China's ambassador to the United Nations has declared that "victory" against coronavirus within the country is in sight as the number of new cases hit a six-week low.
Just 125 infections were confirmed on Tuesday in China, down from a peak of more than 15,000 cases a day at the start of February.
Ambassador Zhang Jun said that the decline demonstrated that "we are not far from the coming of the victory".
The World Health Organisation (WHO) said the "decline is real" - at the early stages of the outbreak there were concerns that figures provided by Chinese authorities were inconsistent.
"We have seen a decline in cases since the end of January... we scrutinised this data and we believe this decline is real," Dr Maria Van Kerkhove, a WHO outbreak expert and a member of the investigative team who travelled to China last month, said yesterday.
The drop was as a result of the "comprehensive measures" China took to stem the spread of coronavirus, including unprecedented quarantines and rigorous contact tracing, she added.
"We have no reason to believe this is not possible in other countries with an aggressive approach... including in Italy, in Iran, in South Korea," Van Kerkhove added.
While China's outbreak - which has already infected 80,150 people and killed 2800 - appears to be waning, coronavirus infections are rapidly escalating elsewhere.
Some 1900 cases were confirmed outside the country yesterday, with Argentina, Ukraine and Gibraltar among the nations to detect the virus for the first time.
More than 70 countries worldwide - in every continent bar Antarctica - have now diagnosed infections.
But the worst hit country has been South Korea, where the president declared war on the disease as infection numbers spiked by nearly 1000 in just 48 hours.
Almost 5200 people have been diagnosed with Covid-19, resulting in 31 fatalities.
Moon Jae-in, the South Korean president, ordered additional hospital beds and more face masks to be made available as reports emerged of medical staff collapsing from exhaustion.
"The entire country has entered war against the infectious disease as the crisis in Daegu and Gyeongbuk province has reached the highest point," he told a Cabinet meeting, referring to the two hardest-hit parts of the country.
"I am very sorry to the people that we are not able to supply masks swiftly and sufficiently, and have caused inconvenience," the president said.
The majority of confirmed cases have been linked to the Shincheonji Church of Jesus, a secretive movement that reveres its messiah-like founder, Lee Man-hee, 88, and boasts hundreds of thousands of followers.
The government of Seoul has asked for a murder investigation into the church, alleging that it was liable for its refusal to co-operate with efforts to stop the disease.
Park Won-soon, the mayor of the capital Seoul, claimed that if Lee and other leaders of the church had co-operated with the authorities, effective preventive measures could have saved those who later died of the virus.
At a news conference on Monday, Lee bowed and apologised on his knees for the outbreak.
"Although it was not intentional, many people have been infected," he said. "We put our utmost efforts, but were unable to prevent it all."
"Nearby Japan has also been badly affected by the outbreak, with its own infection rate boosted by the docking of the Diamond Princess cruise ship in Yokohama, where more than 700 passengers were diagnosed with coronavirus during a two-week quarantine.
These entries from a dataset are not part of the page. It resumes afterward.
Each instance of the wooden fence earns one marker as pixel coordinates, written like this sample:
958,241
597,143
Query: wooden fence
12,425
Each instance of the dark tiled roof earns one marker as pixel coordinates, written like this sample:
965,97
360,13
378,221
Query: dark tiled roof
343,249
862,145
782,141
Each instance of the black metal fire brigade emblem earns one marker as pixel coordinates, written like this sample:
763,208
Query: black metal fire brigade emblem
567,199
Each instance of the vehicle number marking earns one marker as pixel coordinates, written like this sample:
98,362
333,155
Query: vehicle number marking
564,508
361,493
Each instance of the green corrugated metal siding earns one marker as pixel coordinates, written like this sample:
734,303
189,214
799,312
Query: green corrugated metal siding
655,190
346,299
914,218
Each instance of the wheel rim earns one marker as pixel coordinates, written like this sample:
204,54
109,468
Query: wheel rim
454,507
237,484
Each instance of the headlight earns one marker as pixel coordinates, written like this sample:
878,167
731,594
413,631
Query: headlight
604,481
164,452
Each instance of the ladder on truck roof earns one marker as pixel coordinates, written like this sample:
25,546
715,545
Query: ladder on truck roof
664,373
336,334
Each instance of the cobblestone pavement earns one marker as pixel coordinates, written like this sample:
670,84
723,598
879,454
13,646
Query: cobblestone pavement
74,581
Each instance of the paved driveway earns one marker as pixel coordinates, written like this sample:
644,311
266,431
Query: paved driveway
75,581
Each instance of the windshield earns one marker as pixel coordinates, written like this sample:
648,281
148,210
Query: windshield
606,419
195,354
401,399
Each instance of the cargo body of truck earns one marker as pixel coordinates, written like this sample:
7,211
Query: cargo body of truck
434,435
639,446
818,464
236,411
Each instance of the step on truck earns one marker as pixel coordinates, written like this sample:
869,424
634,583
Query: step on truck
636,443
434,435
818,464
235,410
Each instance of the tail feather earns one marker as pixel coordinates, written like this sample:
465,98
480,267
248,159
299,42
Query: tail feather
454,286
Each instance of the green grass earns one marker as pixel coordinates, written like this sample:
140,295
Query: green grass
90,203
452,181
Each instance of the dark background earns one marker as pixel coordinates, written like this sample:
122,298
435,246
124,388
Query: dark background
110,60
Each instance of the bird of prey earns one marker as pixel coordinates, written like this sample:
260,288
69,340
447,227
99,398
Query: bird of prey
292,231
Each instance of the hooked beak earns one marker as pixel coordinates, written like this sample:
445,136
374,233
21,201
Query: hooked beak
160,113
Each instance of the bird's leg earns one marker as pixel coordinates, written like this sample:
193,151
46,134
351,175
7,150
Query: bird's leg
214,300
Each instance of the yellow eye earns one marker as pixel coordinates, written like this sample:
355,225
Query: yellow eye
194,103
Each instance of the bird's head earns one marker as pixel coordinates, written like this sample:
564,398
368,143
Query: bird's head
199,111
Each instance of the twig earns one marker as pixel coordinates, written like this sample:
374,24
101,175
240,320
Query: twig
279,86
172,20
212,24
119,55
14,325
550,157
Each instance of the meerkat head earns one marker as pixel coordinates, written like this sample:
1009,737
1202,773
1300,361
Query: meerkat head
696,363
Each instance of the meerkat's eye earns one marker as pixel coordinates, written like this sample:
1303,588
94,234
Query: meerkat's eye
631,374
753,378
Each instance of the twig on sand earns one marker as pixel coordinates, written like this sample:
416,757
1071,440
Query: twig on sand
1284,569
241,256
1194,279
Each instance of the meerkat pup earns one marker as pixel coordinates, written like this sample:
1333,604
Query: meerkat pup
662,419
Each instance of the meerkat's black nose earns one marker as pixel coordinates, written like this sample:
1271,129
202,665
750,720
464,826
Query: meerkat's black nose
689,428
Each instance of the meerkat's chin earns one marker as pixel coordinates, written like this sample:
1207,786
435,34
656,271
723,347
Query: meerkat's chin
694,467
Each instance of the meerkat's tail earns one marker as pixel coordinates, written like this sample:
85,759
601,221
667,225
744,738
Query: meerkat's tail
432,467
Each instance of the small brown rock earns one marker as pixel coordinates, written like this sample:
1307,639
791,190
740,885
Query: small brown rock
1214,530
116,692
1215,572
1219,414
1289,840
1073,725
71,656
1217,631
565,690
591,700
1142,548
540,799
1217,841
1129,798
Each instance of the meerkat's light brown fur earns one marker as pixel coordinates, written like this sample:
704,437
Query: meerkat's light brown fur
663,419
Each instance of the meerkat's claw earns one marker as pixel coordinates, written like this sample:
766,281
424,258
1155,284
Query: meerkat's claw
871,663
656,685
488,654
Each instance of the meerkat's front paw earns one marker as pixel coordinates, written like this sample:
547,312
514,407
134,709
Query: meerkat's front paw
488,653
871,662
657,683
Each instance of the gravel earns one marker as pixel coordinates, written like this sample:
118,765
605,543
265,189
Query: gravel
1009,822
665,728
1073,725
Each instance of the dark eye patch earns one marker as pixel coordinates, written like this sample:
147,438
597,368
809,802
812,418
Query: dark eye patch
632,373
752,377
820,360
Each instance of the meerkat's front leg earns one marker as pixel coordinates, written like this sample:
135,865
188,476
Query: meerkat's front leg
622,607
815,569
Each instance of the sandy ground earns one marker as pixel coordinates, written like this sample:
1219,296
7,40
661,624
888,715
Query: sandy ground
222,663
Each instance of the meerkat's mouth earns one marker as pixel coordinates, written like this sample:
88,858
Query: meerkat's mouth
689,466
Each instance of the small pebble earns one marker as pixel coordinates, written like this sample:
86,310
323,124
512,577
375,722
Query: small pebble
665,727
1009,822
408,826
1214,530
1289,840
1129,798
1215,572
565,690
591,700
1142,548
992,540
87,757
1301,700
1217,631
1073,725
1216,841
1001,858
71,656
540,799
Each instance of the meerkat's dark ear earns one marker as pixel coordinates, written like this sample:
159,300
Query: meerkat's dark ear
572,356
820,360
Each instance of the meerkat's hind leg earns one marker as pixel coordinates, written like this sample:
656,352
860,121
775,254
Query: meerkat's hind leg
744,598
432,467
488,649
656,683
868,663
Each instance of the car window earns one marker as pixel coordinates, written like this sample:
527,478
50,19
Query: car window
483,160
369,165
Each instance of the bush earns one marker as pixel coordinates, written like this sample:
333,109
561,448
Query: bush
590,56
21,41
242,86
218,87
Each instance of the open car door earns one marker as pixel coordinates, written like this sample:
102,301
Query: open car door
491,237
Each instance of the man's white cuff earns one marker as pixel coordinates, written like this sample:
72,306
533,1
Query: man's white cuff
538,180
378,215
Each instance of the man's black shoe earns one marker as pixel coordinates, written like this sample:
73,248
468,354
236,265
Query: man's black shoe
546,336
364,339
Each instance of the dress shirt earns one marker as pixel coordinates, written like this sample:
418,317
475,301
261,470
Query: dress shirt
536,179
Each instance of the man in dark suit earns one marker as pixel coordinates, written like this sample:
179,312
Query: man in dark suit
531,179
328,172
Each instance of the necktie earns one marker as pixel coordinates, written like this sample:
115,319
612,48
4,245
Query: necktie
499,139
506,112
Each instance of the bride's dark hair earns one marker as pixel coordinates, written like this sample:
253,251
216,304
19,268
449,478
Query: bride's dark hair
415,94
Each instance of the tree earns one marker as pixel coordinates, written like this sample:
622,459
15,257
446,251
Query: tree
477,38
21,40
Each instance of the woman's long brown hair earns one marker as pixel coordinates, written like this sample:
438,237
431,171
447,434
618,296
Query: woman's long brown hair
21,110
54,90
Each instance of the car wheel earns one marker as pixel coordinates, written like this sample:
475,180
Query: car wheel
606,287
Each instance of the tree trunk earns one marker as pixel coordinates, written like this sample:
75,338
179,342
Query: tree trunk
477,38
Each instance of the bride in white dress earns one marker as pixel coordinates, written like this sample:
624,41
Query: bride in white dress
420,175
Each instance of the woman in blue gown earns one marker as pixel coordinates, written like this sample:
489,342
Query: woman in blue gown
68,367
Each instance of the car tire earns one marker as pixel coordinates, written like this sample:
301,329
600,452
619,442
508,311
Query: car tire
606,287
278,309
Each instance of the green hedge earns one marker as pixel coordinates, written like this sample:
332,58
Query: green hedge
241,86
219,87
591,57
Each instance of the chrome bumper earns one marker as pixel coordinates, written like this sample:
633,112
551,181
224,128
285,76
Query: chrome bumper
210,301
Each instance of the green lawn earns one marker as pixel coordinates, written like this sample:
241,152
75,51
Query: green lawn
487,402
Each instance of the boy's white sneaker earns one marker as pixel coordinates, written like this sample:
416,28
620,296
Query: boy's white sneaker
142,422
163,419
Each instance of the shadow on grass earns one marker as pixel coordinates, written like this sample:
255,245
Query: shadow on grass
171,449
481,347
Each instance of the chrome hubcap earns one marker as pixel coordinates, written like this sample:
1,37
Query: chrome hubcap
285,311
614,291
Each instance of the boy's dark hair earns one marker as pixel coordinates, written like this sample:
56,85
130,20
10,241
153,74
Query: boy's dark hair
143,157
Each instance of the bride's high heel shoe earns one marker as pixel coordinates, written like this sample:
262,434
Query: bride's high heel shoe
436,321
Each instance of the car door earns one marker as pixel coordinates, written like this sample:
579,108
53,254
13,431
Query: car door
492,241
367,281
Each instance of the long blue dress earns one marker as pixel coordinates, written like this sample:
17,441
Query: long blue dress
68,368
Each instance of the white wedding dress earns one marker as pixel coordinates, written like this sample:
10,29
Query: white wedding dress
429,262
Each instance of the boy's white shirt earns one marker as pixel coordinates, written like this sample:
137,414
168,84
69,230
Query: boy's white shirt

Six passengers have died.
Seiko Hashimoto, the minister for the 2020 Tokyo Olympic and Paralympic Games, said the games "could be postponed until later this year".
The minister told a parliamentary meeting that the contract signed by the International Olympic Committee with the city stated that it had the right to cancel the games - which are due to open on July 24 - only if they could not be held in 2020.